Congress says: Don't settle for less
Senator Charles Schumer, who is preparing a bill to expand federal wage insurance for displaced workers.
KAI RYSSDAL: Notwithstanding the stock market's bumpy ride the past couple days, there's plenty of evidence the U.S. economy, overall, is less volatile than it used to be. Recessions aren't as deep. Peaks aren't as high.
But the same can't really be said for individual workers. Wages have become more unstable, rising and dropping from one year to the next. It's called wage volatility. And Marketplace's John Dimsdale reports Congress has added it to the list of things to do.
JOHN DIMSDALE: Of the 4 million Americans laid-off between 2003 and 2005, half took a pay cut in their next job.
Senator Charles Schumer, a Democrat from New York, says a lot of workers feel the financial ground shifting beneath their feet.

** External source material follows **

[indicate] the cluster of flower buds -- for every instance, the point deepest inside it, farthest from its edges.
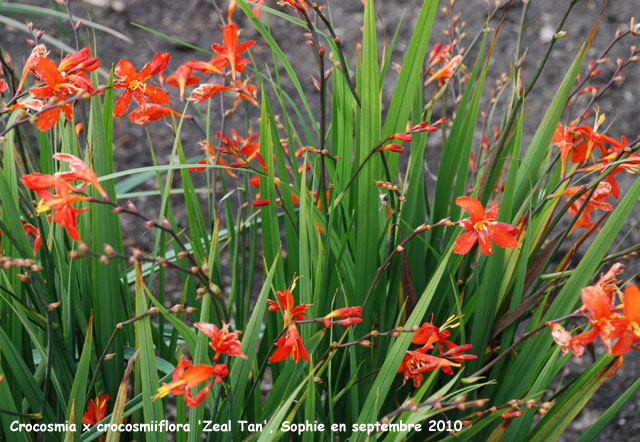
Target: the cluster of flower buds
(608, 320)
(185, 378)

CHARLES SCHUMER: And if the recession in the manufacturing sector that hit our radar screens this week spreads throughout our economy, the economic rollercoaster for families will only get worse.
Senator Schumer is preparing a bill to expand federal wage insurance for displaced workers who take a pay cut in their next job. To cushion the salary loss, wage insurance would likely pay a worker 50 percent of the difference between the old and new salaries — probably for two years, although the details are still being worked out.
Even if the payment is capped at $10,000 per worker, the annual cost would be more than $4 billion.
That's steep. Even for unions and some Democrats like Carolyn Maloney, a House member from New York. She worries wage insurance would siphon money away from existing benefits.
CAROLYN MALONEY: Wage insurance may well have a role to play, but implementing it should not come at the expense of shoring up the unemployment insurance system or trade adjustment assistance — both of which are in dire need of reform.
Unions also believe wage insurance would give laid-off workers incentives to take inferior jobs at lower salaries. Instead, they favor improving the federal/state unemployment insurance safety net. And beefing up training programs for workers who's jobs have been outsourced.
In Washington, I'm John Dimsdale for Marketplace.